Vendredi 21 août 1981

3 minutes de lecture

Un chapitre / Une musique

Vanessa Wagner - Celeste [Brian & Roger Eno]

https://www.youtube.com/watch?v=4B0PKaKJJhI

*

Il doit être très tôt, car le jour est à peine levé. Il y a de la rosée sur ma couverture et sur le banc sur lequel je suis allongé. J’étais persuadé de m’être endormi dans le tunnel du parc près de l’école de Saint-Amant. Mais ce n’était qu’un rêve ! Aussitôt, mon cœur se serre. L’image de la tête d’Alex contre mon épaule me revient en mémoire. Nos baisers. J’ai envie de me mettre à chialer. Ma couverture est trempée. Fait chier. En plus, j’ai des courbatures, le nez enrhumé. Pour me réchauffer, je décide de reprendre mon sac à dos et d’aller découvrir ce parc. Je le connais à peine, je n'ai dû y venir que deux, trois fois seulement dans ma vie. La marche me réveille. Bientôt, je vois les premières personnes le traverser, les premiers sportifs faire leur jogging. Ils ont l’air décidé et de si bonne humeur ! Ça me donnerait presque envie de me mettre à la course à pied ! Mais j’ai autre chose à penser pour l’instant.

Je quitte le parc et commence à arpenter les rues de la ville. J’arrive bientôt dans le quartier de l’université. Et dire que les profs du lycée nous rabâchent les oreilles avec la fac ! En regardant le grand bâtiment gris et austère, ça ne me donne pas du tout envie. Je préfère aller prendre une boisson chaude dans ce café devant moi, qui me tend les bras. L’Ecluse s’avère être déjà animé, du moins au zinc où sont attablés plusieurs hommes, devant leur café. Une panière posée remplie de croissants me fait de l'œil. L’odeur beurrée de la viennoiserie me fait gargouiller le ventre. Je m'assois à l’autre bout du comptoir, le serveur prend ma commande. Ce sera un café serré et un croissant. Tout en le dégustant, je continue de regarder le serveur plaisanter avec les clients. La couleur orange des lampes suspendues sur le comptoir, les blagues éculées que j’entends, la fumée de cigarette de mon voisin, tout ça me redonne un peu de vie. Car oui, la vie continue.

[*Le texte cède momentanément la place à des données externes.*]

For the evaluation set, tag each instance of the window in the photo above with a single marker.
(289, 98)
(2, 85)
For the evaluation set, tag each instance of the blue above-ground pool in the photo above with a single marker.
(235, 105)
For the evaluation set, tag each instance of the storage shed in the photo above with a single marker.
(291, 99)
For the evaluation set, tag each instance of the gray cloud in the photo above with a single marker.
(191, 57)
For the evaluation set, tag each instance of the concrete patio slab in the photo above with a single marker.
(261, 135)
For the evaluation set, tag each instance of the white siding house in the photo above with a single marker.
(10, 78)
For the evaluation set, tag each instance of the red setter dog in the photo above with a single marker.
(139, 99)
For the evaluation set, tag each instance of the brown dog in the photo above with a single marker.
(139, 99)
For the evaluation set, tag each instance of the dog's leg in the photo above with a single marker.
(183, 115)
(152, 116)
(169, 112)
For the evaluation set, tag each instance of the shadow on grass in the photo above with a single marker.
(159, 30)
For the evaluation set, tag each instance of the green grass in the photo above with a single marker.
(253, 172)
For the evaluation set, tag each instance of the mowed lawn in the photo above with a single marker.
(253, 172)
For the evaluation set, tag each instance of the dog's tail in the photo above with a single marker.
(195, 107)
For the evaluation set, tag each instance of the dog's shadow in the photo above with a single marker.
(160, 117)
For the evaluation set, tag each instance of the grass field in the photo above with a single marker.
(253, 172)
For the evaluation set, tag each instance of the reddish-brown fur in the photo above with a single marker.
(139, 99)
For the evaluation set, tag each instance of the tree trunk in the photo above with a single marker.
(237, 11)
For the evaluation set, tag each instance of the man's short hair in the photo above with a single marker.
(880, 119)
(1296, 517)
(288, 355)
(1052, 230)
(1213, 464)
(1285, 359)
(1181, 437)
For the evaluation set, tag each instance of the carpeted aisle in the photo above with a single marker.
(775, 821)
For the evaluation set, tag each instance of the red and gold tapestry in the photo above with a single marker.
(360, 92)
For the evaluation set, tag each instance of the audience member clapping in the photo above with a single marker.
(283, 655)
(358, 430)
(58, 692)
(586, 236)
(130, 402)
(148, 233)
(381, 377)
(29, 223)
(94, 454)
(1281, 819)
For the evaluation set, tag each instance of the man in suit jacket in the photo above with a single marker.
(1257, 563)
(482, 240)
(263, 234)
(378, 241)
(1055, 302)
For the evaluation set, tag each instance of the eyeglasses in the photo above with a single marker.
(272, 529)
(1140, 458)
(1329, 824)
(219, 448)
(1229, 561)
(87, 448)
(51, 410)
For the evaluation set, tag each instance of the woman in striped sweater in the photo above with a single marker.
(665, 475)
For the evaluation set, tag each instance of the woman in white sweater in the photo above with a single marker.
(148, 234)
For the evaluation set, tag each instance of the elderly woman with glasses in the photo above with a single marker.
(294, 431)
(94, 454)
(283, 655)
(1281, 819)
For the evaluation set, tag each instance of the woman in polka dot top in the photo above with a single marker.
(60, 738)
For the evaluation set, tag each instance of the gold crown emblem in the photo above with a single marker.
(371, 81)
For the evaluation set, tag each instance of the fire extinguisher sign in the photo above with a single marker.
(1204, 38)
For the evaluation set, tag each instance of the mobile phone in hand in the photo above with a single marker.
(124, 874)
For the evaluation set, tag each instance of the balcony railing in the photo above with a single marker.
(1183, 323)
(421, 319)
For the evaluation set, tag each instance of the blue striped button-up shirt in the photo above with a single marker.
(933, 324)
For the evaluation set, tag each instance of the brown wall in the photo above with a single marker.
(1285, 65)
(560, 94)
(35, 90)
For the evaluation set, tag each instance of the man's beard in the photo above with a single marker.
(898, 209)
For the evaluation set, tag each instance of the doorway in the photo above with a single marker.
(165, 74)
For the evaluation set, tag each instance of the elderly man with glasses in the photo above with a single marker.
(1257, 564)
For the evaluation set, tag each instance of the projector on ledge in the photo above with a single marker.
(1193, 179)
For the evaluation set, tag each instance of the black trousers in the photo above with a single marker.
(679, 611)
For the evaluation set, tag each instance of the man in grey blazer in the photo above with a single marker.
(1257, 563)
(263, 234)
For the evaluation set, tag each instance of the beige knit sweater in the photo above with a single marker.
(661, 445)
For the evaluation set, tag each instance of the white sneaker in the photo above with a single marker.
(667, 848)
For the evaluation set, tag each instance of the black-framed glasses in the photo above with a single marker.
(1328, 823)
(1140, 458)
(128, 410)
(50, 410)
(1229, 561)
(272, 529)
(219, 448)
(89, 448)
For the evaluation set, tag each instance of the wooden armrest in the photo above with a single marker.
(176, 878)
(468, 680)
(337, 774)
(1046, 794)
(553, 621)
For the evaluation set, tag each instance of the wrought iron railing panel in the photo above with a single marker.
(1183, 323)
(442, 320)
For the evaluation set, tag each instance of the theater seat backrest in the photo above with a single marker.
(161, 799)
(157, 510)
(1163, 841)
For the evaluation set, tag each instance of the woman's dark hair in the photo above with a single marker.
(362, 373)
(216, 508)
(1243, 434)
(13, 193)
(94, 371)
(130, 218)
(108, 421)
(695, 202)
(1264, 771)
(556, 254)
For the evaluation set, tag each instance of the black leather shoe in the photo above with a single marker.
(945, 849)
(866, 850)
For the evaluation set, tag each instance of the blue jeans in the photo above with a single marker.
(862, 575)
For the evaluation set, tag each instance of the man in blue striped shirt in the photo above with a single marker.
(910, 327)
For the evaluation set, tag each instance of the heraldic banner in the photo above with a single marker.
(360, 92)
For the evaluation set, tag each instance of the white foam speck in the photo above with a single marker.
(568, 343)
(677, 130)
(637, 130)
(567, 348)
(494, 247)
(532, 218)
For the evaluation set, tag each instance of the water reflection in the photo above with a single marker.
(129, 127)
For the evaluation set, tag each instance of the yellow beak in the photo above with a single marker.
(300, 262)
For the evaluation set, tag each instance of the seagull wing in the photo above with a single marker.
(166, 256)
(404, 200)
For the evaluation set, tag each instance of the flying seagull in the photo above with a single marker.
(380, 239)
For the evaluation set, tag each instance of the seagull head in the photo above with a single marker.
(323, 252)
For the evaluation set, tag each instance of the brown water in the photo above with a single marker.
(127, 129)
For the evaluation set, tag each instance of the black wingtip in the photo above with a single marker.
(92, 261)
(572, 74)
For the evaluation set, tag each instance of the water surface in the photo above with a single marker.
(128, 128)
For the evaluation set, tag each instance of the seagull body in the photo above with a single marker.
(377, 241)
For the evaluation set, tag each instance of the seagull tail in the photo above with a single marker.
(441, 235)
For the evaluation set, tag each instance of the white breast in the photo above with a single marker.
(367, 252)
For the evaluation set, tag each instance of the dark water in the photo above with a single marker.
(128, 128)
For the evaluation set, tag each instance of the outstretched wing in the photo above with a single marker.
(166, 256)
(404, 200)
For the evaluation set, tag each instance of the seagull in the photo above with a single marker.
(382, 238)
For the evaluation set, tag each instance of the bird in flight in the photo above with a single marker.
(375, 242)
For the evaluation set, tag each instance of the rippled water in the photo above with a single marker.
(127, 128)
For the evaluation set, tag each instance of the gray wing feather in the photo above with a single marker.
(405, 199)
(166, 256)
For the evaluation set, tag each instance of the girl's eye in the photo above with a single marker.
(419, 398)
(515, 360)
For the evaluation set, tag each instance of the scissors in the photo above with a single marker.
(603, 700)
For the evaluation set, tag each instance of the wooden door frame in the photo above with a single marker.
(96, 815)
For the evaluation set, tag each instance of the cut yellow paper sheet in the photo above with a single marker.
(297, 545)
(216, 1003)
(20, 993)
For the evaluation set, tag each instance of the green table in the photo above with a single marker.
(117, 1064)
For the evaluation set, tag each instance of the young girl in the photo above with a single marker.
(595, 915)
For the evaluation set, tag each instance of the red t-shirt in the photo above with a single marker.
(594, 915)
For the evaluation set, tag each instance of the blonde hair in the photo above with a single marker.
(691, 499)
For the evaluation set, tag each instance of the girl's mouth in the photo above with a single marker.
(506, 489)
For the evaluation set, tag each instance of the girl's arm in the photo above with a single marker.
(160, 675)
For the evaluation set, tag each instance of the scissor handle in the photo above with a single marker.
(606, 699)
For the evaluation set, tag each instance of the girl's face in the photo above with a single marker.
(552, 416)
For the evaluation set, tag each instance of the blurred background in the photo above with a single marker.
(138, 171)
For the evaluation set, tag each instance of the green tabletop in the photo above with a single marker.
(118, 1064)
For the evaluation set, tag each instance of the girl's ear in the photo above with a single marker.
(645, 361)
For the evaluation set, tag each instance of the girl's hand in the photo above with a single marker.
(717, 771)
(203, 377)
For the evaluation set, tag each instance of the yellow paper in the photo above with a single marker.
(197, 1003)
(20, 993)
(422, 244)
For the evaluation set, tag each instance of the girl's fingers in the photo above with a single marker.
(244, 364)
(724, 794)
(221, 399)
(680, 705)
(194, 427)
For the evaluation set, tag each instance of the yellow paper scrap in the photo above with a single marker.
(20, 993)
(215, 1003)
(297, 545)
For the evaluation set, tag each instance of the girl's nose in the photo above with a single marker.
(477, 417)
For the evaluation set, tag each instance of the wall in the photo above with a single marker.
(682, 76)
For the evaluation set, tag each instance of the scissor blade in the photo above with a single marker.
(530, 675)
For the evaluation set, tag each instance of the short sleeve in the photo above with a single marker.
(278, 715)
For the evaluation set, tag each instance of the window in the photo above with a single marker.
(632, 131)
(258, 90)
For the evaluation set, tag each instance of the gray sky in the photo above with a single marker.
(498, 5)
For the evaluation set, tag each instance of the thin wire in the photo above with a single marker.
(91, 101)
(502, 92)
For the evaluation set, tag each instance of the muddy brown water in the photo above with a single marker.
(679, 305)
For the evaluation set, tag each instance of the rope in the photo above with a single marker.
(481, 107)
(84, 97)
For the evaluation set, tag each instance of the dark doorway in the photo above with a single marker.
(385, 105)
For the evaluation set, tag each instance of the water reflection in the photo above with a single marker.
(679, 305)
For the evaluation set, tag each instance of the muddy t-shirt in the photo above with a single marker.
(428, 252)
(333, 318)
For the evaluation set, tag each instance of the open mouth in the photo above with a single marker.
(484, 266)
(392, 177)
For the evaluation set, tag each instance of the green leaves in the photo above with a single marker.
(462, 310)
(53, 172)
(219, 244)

La mienne semble s’être définitivement arrêtée. Comment vais-je pouvoir survivre sans toi, Alex ? La douleur abyssale que je ressens dans mon cœur ravagé ne m’a pas quittée depuis la grotte. J’ai l’impression qu’à tout moment, je vais m’écrouler et ne plus jamais me relever. Pourtant, une lueur de vie se cache au fond de moi, je le sais aussi. Mais c’est si dur. Je n’ai pas encore réalisé ce qui vient d’arriver en l’espace de quelques jours. Je ne sais même plus quel jour nous sommes. J’aperçois le journal du jour dans les mains d’un mec en costard. Je plisse les yeux pour lire les gros titres. Le nom “Colombani” est écrit en gros et en gras. Je détourne aussitôt le regard. Inutile de se faire encore plus de mal. J’ai eu ma dose.

*

J’ai passé la journée à marcher dans les rues de la ville, et à franchir les portes des cafés pour demander s’ils avaient besoin d’un serveur. On me regardait bizarrement avec mon sac à dos, on me répondait poliment ou on me faisait comprendre qu’il valait mieux que j’aille voir ailleurs. Qu’est-ce-que je croyais ? Je ne suis pas encore majeur de toute façon.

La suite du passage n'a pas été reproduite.